Title: Effects of temperature, trimethylamine-N-oxide and urea on protein function and stability
Student Author(s): Ranchod, Tushar
Faculty Advisor(s): Somero, George
Pages: 21
Location: Final papers Biology 175H
Date: June 1998
Abstract: The presence of trimethylamine N-oxide (TMAO) was recently discovered in the tissues of some Antarctic notothenioid fishes. This discovery raises the questions of whether the effects of TMAO on protein function vary with temperature and whether TMAO plays the same role in notothenioids as it does in elasmobranchs. Two temperature-sensitive kinetic properties - apparent Km of pyruvate and kcat - of muscle A4-LDH in Gillichthys mirabilis, a warm-temperature fish with negligible amounts of TMAO in its cells, and Parachaenichthys charcoti, an Antarctic fish, are not significantly affected by the presence of 150 mM TMAO at most temperatures from 0 degrees to 30 degrees C. The presence of TMAO did not appear to significantly affect the loss of activity in the LDH of any of the five teleost species studied over a period of 24 days.
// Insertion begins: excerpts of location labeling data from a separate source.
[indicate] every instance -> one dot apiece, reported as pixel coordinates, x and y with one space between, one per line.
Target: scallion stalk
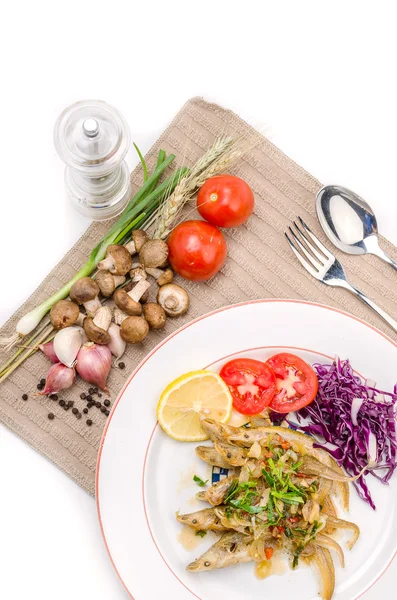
141 206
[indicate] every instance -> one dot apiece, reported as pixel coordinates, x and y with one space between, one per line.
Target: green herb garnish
297 554
199 481
271 517
252 510
268 477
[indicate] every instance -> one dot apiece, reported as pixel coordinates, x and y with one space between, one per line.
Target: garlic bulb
59 377
67 343
93 364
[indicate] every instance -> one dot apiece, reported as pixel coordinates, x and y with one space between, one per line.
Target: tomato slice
296 382
252 384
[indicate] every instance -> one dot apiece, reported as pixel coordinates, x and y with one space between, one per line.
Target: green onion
143 163
199 481
145 201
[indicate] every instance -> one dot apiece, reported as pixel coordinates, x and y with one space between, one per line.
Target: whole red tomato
197 250
225 201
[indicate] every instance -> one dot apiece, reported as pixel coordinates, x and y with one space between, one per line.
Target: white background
319 76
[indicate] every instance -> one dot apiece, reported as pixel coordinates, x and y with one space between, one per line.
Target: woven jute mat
260 265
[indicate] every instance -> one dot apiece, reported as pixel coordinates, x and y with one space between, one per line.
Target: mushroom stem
137 292
162 276
156 273
107 264
131 247
119 316
118 280
92 306
174 299
103 317
117 344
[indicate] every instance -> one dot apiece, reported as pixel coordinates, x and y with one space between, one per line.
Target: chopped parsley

The Vmax of the LDH reaction in these species was slightly inhibited by 150 mM TMAO at both 0 degrees and 20 degrees C. TMAO may function by increasing the rigidity of the enzyme at hinge regions which play a role in establishing the rates of conformational change.
TMAO is known to counteract urea's perturbing effects on protein function in elasmobranchs at an approximately 2:1 [urea]:[TMAO] ratio. However, the effects of temperature on this counteraction had not been studied. Below 20 degrees C TMAO is able to fully counteract the denaturing effect of urea, while TMAO's ability to counteract urea at those same concentrations appears diminished at 30 degrees C or above. This varying counteracting effect, as observed on the Michaelis-Menten constant, appears to be consistent among species, including the subtropical cow-nosed ray (Rhinoptera bonasus), the temperate catshark (Parmaturus xaniurus) and the Antarctic skate (Bathyraja easoni), suggesting a lack of species-specific adaptation to solute effects.